Mais le projet de constitution, c’est aussi une formidable tentative de clarification. Est en effet reconnue la nécessité, pour nous fondamentale, d’une reconnaissance de la personnalité juridique pleine et entière de l’UE. Au-delà, la volonté de clarification passe essentiellement par l’abandon qui est proposé, des règles de vote absurdes issues du compromis de Nice. A compter de 2009, nous passerions de manière fort heureuse à une majorité qualifiée au conseil représentant à la fois la majorité des Etats membres, et les 3/5e de la population de ceux-ci. Voilà tout à la fois un gage de simplicité et de stabilité au sein du Conseil, la manière probablement la plus heureuse de parvenir à ne pas sombrer dans l’ornière trop fréquente des blocages institutionnels.
Mais le projet de constitution, c’est aussi une volonté ferme de stabilisation.
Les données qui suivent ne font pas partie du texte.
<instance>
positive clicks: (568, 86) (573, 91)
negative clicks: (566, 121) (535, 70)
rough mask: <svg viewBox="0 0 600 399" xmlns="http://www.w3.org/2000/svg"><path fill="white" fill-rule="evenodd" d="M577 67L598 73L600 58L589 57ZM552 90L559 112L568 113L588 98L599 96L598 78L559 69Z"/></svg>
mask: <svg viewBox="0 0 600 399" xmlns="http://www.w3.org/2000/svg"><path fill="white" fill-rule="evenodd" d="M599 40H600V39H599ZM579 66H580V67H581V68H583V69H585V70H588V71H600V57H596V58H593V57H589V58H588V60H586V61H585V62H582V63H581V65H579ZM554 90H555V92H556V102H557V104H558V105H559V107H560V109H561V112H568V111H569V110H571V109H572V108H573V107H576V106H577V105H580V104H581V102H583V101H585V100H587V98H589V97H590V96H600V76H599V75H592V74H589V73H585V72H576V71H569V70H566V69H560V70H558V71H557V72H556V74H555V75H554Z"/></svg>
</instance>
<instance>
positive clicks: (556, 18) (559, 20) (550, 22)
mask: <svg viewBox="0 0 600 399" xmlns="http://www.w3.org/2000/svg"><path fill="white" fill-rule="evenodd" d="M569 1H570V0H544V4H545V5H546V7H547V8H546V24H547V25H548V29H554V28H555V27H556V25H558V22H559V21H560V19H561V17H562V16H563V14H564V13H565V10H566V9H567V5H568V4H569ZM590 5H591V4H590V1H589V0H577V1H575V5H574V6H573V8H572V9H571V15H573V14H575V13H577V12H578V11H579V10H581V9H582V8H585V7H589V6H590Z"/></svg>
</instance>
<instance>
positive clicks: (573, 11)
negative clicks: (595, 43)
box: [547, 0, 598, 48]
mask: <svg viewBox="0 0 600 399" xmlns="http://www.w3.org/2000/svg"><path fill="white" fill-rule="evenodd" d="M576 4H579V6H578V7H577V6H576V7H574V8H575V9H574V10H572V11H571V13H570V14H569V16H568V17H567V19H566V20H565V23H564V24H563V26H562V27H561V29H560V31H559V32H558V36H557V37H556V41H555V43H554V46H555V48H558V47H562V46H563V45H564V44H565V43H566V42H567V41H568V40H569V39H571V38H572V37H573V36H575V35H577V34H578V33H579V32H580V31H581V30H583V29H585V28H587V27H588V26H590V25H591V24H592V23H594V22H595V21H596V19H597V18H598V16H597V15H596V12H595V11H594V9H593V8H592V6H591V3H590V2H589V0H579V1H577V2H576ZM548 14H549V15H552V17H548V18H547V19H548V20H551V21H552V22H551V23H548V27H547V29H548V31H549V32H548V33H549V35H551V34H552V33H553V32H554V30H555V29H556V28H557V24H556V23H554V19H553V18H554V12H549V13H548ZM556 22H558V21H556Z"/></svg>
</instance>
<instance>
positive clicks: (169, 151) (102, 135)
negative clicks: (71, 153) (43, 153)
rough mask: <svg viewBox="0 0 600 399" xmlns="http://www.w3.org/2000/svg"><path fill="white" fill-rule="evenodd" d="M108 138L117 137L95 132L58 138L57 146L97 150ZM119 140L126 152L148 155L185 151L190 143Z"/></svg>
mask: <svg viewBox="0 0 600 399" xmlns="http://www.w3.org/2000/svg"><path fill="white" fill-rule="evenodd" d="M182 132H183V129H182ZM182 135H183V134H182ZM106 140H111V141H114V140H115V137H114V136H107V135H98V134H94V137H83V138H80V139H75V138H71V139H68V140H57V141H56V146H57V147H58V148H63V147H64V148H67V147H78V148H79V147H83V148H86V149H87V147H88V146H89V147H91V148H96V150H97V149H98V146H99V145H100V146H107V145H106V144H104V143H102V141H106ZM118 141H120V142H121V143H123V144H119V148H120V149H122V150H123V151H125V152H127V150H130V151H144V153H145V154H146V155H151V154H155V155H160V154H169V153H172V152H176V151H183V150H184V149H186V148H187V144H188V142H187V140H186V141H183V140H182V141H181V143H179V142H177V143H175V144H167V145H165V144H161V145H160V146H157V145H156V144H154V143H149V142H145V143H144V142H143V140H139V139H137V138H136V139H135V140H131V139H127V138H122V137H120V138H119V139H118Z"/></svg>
En effet, le projet de VGE prévoit la création d’un président du Conseil européen, élu par les chefs d’Etat et de gouvernement pour une durée de deux ans et demi. Est-ce une mesure purement symbolique ? Il n’en est rien à notre sens, dans la mesure où, par ailleurs, la commission européenne verrait ses effectifs resserrés, autour de quinze membres, à partir de 2009 là encore, et où les institutions européennes désigneraient un ministre des Affaires étrangères, pour mettre fin à la dualité actuelle qui oppose plus qu’elle ne réunit le Haut représentant à la PESC (J. Solana) et le commissaire chargé des relations extérieures (C. Patten). La fusion de ces deux fonctions permettrait de donner un visage à l’Europe auprès de nos partenaires extérieurs.
Enfin, il ne faut pas omettre que le projet de constitution comprend une tentative de renforcement des institutions communautaires. Le vote à la majorité qualifiée serait systématisée dans de nombreux domaines qui, pour l’instant, restent soumis à la règle de l’unanimité. Seule la fiscalité, les questions sociales et la politique étrangères resteraient hors du champ de la majorité qualifiée, ce qui, en l’état actuel des débats au sein de chaque Etat-membre, semble des plus sages.
Par ailleurs, la notion de coopération renforcée, qui permet à un groupe de pays qui souhaite avancer dans l’intégration communautaire, de ne pas être freiné par les autres, recevrait une officialisation dans le projet de constitution. Un secteur pourrait tout particulièrement faire florès, celui des questions relatives à la défense, dans la mesure où plusieurs pays continentaux pourraient désirer d’ici peu avancer dans l’intégration de leurs forces armées.
Certes il est bien clair que des difficultés subsistent. Peut-on se contenter de l’éventualité de l’exercice d’un droit de veto dans des domaines de compétences pourtant vitaux pour conduire une politique communautaire cohérente ?
Doit-on se résoudre à abandonner l’idée avancée par d’aucuns d’institutionnaliser un « congrès européen », qui marquerait le lien effectif qui unit les parlements nationaux de chaque Etat-membre avec le parlement européen ?
Ne faudrait-il pas adopter des principes de coordination des politiques budgétaires mais aussi sociales, alors que font rage en Europe la déflation et le chômage ?
Par ailleurs, le projet de constitution n’apporte pas de réponse face à l’hyperpuissance tant commerciale que culturelle ou encore militaire des Etats-Unis. L’éviction commerciale et industrielle prochaine de l’Europe par le fait de l’Asie, et de la Chine en particulier, n’a pas fait l’objet de la moindre interrogation par les conventionnels. Néanmoins, ce texte nous semble porteur d’un formidable espoir pour les peuples européens.